Establish a government supervisory role to monitor the recruitment industry and investigate complaints. This body should also register the agencies and ensure that they meet a minimum standard for working in that industry. If a gym instructor has to have a cert 3 or 4 just to show someone how to exercise then why is the recruitment industry devoid of regulation?
Enable the ability for contractors to "list" their skills on a system that allows engagers to find what they want rather than use recruitment firms. The technology exists to create a system that provides a repository of available labour.
Contracts for a term should be for that term. If an engager wants someone for 6 months then they commit to that 6 months or pay the balance.
Legislate to eradicate the practice of engagers hiding behind recruitment firms to avoid workplace relations law. This should include government!!!
Establish a code of conduct for the recruitment industry that has penalties attached to violations. Recruiters that persistently or knowingly violate the code should be deregistered.
There is probably more but if the Minister for Independent Contractors had any influence over his Department or was even the slightest bit interested in doing something about this issue he would have the legion of public servants do this work rather than us.
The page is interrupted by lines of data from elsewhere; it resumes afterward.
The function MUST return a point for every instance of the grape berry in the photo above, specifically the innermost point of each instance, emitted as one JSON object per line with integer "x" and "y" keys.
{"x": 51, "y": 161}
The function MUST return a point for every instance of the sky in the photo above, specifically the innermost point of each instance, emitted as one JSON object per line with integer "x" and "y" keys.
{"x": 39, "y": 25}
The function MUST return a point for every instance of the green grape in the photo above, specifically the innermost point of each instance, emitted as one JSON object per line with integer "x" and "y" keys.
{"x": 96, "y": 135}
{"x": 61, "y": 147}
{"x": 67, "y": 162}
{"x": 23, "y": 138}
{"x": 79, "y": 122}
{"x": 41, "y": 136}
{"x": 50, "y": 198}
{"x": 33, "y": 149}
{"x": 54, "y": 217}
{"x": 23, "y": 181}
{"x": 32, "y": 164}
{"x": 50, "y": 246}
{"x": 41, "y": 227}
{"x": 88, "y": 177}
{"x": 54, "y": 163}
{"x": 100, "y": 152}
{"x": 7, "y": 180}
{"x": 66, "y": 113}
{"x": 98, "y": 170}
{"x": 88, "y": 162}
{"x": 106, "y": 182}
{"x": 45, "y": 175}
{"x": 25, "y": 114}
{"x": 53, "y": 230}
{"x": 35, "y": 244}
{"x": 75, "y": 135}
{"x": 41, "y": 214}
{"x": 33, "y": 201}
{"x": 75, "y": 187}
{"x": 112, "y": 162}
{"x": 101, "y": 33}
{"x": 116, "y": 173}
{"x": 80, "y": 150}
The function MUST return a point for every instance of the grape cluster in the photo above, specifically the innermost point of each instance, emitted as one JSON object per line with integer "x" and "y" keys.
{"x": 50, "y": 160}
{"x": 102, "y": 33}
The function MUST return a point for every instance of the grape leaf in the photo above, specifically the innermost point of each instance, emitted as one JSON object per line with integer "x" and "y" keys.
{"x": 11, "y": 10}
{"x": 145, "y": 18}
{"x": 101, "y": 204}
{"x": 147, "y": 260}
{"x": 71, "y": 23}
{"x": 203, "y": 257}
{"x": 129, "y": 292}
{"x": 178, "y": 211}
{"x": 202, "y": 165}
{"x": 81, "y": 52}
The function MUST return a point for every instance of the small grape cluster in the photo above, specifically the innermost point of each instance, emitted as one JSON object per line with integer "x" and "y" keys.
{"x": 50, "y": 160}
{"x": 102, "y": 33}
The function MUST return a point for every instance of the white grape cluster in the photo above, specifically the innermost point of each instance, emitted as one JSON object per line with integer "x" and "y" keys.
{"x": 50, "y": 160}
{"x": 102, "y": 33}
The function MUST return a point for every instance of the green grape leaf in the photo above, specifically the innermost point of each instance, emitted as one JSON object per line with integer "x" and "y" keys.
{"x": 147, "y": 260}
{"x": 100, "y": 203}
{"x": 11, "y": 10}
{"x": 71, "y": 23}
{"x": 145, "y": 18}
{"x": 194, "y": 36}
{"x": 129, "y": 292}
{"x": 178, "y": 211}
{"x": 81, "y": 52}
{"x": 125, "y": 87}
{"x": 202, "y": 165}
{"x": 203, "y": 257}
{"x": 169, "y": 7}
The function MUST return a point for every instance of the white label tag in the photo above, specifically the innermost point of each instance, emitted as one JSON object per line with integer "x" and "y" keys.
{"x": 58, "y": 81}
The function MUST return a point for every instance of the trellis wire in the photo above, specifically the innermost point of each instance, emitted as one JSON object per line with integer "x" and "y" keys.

On 1 July 2009, Diane wrote:
Thank you for the opportunity to submit some practical solutions to this issue.
My proposed improvements are:
Restriction Clause to be refined:
On my last 2 contracts both Agents used a standard form which has a Restriction clause of 12 months on Contracts regardless of duration, e.g. 3 month contracts. I recommend that the restriction is related to the contract duration. Current clause is:
The Contractor and the Consultant agree that they shall not at any time during the terms of this Agreement or for a period of 12 months after the date of termination of this Agreement, provide services (in any capacity) to the Client.
Increase Competition:
If the Contractor was of the opinion that their current Agent failed to fully represent them during contract renegotiation, the right to switch Agent on contract renewal would be more competitive. This could take the form of the right to request a 'renewal quote' from another Agent on the Clients preferred supplier list. Currently the Contractor has no alternative than to accept or decline, because of the Restriction Clause (see above).
(PS I think this is on a dream list to ever happen)
Improve Transparency:
Where the Agent has entered into a fixed margin Contract with the Client, it should be possible for all parties to see both sides of the Contract, particularly on Government contracts where 'value for money' is a key driver. This could be managed by the Client issuing a notice to the Contractor detailing both rates, the Agents charge out rate to the Client and the rate to the Contractor.
This would improve transparency and satisfy all parties that the arrangement has been adhered to.
As I mentioned in my original thread I've been an ICT Contractor for 20 years and the issues raised on your forum are the same issues I've heard and raised from day one. Surely we can make some changes now.